Esperienze, sfide e strategie per l’alimentazione e la sicurezza infantile nel mondo

In linea con i valori di Expo, il convegno che si è svolto il 5 settembre nel prestigioso Auditorium di Palazzo Italia, ha affrontato le tematiche di accesso al cibo nel mondo, nutrizione infantile, qualità e sicurezza alimentare.
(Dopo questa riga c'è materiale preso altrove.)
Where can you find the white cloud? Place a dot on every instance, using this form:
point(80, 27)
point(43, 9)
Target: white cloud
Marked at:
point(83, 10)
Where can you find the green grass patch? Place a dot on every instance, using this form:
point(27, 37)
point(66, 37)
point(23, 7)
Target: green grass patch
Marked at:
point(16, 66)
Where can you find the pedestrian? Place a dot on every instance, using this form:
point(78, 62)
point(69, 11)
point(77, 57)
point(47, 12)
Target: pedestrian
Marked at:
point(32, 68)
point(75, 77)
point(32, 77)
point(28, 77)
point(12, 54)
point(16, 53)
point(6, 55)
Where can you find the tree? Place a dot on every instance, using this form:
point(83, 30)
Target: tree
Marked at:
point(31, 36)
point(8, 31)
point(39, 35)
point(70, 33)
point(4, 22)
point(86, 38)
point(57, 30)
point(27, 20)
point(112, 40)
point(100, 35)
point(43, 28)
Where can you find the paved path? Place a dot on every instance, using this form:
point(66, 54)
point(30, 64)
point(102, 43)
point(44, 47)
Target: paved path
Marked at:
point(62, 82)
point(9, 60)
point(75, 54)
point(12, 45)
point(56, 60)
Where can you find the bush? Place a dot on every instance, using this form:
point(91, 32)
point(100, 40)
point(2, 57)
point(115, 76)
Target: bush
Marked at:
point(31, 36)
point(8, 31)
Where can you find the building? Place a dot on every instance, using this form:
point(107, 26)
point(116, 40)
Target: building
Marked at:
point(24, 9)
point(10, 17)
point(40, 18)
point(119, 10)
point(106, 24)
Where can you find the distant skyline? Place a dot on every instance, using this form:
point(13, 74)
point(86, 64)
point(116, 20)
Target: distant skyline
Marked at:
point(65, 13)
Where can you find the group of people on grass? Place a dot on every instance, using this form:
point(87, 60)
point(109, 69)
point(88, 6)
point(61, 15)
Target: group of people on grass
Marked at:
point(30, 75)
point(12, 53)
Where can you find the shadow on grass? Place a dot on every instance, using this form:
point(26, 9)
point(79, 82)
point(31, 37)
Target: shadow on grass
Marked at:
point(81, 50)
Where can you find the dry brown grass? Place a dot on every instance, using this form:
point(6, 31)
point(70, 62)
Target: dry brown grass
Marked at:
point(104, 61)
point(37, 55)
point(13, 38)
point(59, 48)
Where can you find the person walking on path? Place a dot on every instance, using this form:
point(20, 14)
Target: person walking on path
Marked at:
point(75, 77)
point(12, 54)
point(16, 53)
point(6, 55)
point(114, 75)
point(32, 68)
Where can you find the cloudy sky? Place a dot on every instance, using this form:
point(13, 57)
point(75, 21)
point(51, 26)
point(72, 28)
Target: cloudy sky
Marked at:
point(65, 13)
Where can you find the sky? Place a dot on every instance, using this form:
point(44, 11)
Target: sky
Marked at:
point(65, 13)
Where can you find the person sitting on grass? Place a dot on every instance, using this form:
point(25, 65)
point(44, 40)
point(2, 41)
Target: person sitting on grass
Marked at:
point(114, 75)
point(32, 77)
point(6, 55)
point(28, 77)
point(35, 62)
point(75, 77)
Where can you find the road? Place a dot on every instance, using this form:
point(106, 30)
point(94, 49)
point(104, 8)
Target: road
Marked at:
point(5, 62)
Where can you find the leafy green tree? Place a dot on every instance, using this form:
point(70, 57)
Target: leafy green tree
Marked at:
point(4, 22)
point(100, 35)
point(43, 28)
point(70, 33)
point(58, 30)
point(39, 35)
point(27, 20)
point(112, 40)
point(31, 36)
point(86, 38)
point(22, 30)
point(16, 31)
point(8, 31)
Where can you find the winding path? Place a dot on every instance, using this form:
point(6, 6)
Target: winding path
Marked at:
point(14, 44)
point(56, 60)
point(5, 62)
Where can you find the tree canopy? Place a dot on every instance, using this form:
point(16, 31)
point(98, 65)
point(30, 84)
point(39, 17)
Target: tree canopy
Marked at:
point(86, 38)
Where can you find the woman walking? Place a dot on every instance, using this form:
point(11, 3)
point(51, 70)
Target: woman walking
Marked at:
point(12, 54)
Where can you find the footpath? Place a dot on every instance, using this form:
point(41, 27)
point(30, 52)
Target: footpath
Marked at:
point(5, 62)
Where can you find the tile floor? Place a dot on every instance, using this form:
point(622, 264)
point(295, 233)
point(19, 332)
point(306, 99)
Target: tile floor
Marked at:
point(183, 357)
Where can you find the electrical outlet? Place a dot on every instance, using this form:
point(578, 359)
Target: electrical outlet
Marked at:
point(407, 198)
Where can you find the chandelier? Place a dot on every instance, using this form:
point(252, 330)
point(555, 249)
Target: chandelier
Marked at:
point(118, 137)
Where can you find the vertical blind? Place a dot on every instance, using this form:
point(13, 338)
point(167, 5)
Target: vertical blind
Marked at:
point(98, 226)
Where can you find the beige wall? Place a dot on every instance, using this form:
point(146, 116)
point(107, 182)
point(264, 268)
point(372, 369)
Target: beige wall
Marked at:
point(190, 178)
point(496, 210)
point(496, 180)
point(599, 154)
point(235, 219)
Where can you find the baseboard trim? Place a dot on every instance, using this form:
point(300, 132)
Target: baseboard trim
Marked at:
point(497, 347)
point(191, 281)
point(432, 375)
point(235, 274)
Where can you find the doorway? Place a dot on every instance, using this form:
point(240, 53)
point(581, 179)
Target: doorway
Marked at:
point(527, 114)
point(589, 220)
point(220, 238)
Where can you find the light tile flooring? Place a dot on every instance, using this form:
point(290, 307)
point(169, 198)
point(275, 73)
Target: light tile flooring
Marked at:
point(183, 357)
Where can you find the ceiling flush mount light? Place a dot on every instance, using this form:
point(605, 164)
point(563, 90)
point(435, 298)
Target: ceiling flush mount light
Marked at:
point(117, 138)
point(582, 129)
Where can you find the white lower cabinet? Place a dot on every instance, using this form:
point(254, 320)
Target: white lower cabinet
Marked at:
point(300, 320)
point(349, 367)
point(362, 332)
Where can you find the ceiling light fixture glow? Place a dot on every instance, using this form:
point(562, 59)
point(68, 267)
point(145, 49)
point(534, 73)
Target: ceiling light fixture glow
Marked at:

Alla presenza di: Giuseppe Ruocco, Direttore Generale per l’Igiene e la Sicurezza degli Alimenti e la Nutrizione, Ministero della Salute –Adele Rossetti, Direttore Generale, WFP Itali – Claire Mouquet-Rivier, Researcher IRD Institut de Recherche pour le Développement – Claudio Maffeis, Professore Associato di Pediatria, Università di Verona – Riccardo Manzini, Direttore Food Supply Chain Center, Dipartimento di Ingegneria Industriale, Alma Mater Studiorum, Università di Bologna – Giovanni Beccari, Responsabile Comunicazione Cefa Onlus – Twilumba Mlelwa, Capo Economista all’Autorità per lo Sviluppo della Tanzania – Gianpiero Calzolari, Presidente Granarolo S.p.A.

Si stima che siano 200 milioni i bambini che, nei paesi in via di sviluppo, soffrono di una qualche forma di malnutrizione1. Purtroppo, spesso la fame è ereditata: fino a 17 milioni di bambini nascono ogni anno sottopeso, a causa di un’insufficiente alimentazione materna, prima e durante la gravidanza. 
1 La malnutrizione dei bambini, UNICEF, 2012

Le donne – le mamme – sono il primo produttore di cibo al mondo. Eppure, tradizioni culturali e strutture sociali spesso inducono le donne ad essere maggiormente colpite dalla fame e dalla povertà rispetto agli uomini. Una madre sottopeso a causa di un’alimentazione inadeguata ha più probabilità di dare alla luce un bambino sottopeso rispetto ad una madre ben nutrita. Circa il 50 per cento delle donne incinte nei paesi in via di sviluppo soffre di mancanza di ferro2 e ciò significa che 315.000 donne muoiono ogni anno per emorragie durante il parto.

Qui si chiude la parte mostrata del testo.